Thursday, May 17, 2012

Designing policy by building a distribution of results

Jim Manzi has an excellent post in The Atlantic where he examines the fundamental problem in social sciences, "How do we know that what we are doing is right?" His illustration of the complexity of drawing causal relationships in social sciences is spot-on,
We can run a clinical trial in Norfolk, Virginia, and conclude with tolerable reliability that "Vaccine X prevents disease Y." We can't conclude that if literacy program X works in Norfolk, then it will work everywhere.

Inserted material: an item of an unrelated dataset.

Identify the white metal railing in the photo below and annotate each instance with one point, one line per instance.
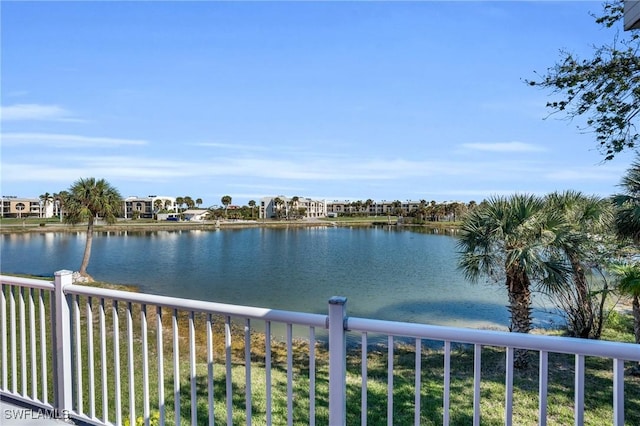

The real predictive rule is usually closer to something like "Literacy program X is effective for children in urban areas, and who have the following range of incomes and prior test scores, when the following alternatives are not available in the school district, and the teachers have the following qualifications, and overall economic conditions in the district are within the following range." And by the way, even this predictive rule stops working ten years from now, when different background conditions obtain in the society.
He suggests that the only way to increase the probability of success with such predictive rules that emerge from an RCT is to build as large an array of results of the same phenomenon, both from experimental and non-experimental studies, as possible and then use them to refine the original finding.
What we really need to do is to build a distribution of results of "experiments + model" in predicting the results of future experiments... We can then then compare the accuracy of such a theory this to analogous distributions of predictions made by non-experimental methods (that can vary from sophisticated regression models to newer machine learning techniques to prediction markets to the judgments of experts, and so on) for predicting the results of future experiments... 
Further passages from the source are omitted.